Greenpeace paints 'hazardous products' on HP's roof
Let this be a lesson to electronics companies everywhere: If you don't heed demands to remove toxic materials from your products, Greenpeace is going to paint your roof.
Luckily, they'll use nontoxic finger paint. The negative advertising, visible to passing birds and helicopters, won't last longer than the time it takes to power-wash it away.
Unless someone snaps a picture. Or films it.
It took about 10 minutes for a handful of activists to complete the mission, Greenpeace International toxics campaigner Casey Harrell said. Dressed in haz-mat suits and armed with motorized paint-sprayers, they scaled the building with industrial-strength ladders and blasted the words "hazardous products" on the roof of Hewlett-Packard's Palo Alto headquarters. And they didn't even get arrested.
The action followed demands by Greenpeace that Hewlett-Packard fulfill a promise to stop using hazardous materials such as PVC plastic and brominated flame retardants, which have been linked to thyroid hormone disruption in animals.
"Greenpeace will not stand idly by while companies that commit to environmentally responsible action backtrack on commitments," Harrell said in a statement Tuesday. "As the number one seller of PCs worldwide, HP has both the responsibility and the ability to make sure the company no longer deserves the moniker 'Hazardous Products.' "
HP said in a statement that the company was committed to eliminating brominated flame retardants and PVC from its PC products by the end of 2011, according to wire reports.
-- Amy Littlefield
Photo credit: Kim White/Greenpeace; used with permission








Bravo Green Peace. Last year I bought a new HP printer and had it for exactly one day. I had an immeditate physical reaction to it; it made me noticeably dizzy and almost naseous. I got rid of it immediately. I've had the same immediate reaction to other products containing the brominated flame retardants, including an LCD television and a high speed DVR. Europe banned those chemicals a few years ago, but we just let these companies continue to put them in our products.

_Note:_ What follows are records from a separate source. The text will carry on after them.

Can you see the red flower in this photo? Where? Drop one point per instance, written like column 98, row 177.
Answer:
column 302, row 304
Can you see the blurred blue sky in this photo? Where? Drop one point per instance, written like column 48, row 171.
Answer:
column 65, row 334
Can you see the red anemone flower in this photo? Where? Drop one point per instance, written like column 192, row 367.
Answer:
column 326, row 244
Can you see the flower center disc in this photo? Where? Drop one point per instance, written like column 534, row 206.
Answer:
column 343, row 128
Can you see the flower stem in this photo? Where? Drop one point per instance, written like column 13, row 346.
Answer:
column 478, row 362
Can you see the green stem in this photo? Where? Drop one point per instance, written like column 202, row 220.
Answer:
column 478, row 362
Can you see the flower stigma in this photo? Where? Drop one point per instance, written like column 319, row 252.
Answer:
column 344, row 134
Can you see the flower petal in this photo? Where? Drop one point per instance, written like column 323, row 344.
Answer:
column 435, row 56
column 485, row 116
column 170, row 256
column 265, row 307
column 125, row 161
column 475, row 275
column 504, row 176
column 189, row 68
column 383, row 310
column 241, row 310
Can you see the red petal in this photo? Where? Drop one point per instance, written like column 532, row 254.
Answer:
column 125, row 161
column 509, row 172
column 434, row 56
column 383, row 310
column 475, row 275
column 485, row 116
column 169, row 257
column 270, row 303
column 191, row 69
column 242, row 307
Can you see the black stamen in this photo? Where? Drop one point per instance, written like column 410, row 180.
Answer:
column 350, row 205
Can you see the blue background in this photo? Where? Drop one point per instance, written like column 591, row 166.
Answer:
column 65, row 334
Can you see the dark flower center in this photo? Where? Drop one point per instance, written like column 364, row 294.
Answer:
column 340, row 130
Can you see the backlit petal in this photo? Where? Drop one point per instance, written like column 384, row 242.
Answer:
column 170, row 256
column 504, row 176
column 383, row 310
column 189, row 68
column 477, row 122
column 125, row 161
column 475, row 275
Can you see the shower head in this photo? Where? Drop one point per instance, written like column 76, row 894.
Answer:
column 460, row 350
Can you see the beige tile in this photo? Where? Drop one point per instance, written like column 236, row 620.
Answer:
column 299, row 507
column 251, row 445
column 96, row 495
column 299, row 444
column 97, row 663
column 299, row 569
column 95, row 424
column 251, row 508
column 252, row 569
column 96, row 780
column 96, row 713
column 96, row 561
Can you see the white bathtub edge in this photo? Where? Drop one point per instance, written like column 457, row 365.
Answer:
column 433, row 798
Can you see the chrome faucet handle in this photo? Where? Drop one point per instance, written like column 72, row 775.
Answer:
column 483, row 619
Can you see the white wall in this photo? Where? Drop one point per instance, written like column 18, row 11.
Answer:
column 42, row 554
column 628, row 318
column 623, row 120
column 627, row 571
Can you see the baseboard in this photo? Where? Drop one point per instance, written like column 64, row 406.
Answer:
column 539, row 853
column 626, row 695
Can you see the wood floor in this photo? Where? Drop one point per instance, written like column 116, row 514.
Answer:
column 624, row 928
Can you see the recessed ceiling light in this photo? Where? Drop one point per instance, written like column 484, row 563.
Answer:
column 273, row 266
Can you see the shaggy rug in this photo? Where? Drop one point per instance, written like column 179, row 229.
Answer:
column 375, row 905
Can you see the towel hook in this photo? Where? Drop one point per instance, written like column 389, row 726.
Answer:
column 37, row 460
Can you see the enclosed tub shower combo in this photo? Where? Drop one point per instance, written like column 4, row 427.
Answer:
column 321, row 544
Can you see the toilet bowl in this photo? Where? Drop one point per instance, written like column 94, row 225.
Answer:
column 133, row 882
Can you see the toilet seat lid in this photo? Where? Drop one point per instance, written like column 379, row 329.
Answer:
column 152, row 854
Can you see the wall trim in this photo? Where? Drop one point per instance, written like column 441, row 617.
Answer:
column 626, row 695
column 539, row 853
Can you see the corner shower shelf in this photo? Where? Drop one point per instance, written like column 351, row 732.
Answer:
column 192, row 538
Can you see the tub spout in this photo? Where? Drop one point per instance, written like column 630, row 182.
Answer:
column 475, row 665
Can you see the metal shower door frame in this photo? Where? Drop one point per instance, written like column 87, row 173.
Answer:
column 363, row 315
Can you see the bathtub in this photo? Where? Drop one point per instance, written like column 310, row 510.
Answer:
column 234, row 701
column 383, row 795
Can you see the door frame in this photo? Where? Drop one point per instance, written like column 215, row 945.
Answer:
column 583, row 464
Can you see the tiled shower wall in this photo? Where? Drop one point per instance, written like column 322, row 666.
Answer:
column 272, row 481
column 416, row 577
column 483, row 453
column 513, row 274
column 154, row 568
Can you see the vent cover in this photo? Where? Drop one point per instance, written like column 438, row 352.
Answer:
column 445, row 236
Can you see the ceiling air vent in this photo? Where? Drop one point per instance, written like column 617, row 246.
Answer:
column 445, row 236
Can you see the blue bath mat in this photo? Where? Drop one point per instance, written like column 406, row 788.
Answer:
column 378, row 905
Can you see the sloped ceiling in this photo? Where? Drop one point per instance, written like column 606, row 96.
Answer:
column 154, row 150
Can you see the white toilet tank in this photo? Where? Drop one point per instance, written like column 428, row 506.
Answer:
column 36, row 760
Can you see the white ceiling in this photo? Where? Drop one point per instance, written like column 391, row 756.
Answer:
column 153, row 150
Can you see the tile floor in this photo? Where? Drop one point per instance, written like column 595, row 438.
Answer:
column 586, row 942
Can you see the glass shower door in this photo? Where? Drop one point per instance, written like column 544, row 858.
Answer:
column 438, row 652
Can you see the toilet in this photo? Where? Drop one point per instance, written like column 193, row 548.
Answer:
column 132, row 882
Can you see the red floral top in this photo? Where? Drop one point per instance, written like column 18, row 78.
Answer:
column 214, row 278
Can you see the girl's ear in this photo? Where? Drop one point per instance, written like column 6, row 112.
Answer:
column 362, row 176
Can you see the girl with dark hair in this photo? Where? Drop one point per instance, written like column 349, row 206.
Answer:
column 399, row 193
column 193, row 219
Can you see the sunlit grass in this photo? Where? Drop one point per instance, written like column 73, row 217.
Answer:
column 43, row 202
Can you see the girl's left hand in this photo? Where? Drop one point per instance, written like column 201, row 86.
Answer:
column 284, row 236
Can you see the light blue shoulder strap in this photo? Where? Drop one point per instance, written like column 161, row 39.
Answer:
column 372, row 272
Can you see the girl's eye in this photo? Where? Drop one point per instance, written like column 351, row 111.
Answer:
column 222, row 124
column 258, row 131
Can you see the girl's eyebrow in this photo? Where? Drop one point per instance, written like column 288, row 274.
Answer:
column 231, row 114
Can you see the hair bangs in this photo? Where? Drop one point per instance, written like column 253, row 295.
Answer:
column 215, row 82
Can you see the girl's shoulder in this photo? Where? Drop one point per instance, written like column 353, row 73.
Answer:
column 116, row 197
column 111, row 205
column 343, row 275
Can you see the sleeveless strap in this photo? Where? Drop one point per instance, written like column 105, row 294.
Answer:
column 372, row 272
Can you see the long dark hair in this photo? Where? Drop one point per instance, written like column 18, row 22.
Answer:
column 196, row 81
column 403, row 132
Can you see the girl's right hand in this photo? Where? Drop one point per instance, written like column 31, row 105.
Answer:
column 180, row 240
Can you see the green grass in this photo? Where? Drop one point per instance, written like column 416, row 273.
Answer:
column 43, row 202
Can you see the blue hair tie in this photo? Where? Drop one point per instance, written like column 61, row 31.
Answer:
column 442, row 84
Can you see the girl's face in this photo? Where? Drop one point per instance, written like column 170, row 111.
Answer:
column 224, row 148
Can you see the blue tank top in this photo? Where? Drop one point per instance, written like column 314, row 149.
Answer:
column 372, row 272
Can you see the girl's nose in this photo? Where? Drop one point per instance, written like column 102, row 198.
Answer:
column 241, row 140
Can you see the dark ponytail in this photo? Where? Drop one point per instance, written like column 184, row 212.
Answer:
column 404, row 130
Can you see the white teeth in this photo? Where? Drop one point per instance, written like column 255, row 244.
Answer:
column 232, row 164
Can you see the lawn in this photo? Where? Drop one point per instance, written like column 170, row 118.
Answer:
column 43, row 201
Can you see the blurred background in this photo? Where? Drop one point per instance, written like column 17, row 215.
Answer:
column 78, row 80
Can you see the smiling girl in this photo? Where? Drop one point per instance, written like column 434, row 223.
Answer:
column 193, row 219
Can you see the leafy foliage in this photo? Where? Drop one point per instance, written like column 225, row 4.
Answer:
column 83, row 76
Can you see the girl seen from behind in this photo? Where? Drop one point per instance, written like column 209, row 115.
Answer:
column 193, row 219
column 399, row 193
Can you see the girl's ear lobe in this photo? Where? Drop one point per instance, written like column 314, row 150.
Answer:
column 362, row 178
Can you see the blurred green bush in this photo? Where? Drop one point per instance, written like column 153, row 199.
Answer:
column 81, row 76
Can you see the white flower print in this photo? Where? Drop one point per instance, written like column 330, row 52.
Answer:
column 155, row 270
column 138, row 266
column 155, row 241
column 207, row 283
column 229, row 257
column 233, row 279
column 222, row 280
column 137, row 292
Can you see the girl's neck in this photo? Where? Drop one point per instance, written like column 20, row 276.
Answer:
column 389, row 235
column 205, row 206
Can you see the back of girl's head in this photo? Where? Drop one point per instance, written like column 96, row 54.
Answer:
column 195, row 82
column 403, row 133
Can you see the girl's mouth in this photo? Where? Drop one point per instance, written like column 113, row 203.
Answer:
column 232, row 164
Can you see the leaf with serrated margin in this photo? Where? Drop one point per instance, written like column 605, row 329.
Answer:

Posted by: Randy | August 07, 2009 at 07:22 AM
I'm not surprised HP is getting flack for their lack of environmental responsibility. I just ordered an HP laptop (prior to Greenpeace's actions) and requested an LED display to avoid Mercury use. There's a sticker on the bottom warning about Mercury in the lamps, which LED displays would not have. It looks like HP not only renigged on their promises, but is greenwashing and tricking people into getting "LED" displays that aren't really LED. Either that or they put Mercury stickers on every laptop and their tech support doesn't know when Mercury is or isn't used.
Posted by: Jon | August 04, 2009 at 07:28 PM
Well done Greenpeace! When corporations fail to live up to their commitments, we are glad you stand up for the truth. Since lawmakers in the US have failed to protect the poor children in China, Pakistan, and Ghana, concerned citizens must speak. If Apple can go green, why can't HP? The LA Times should include links (so I will) to recent 60 Minutes and PBS/Frontline articles on the hellish conditions for the poor children and women at the end of this supply chain.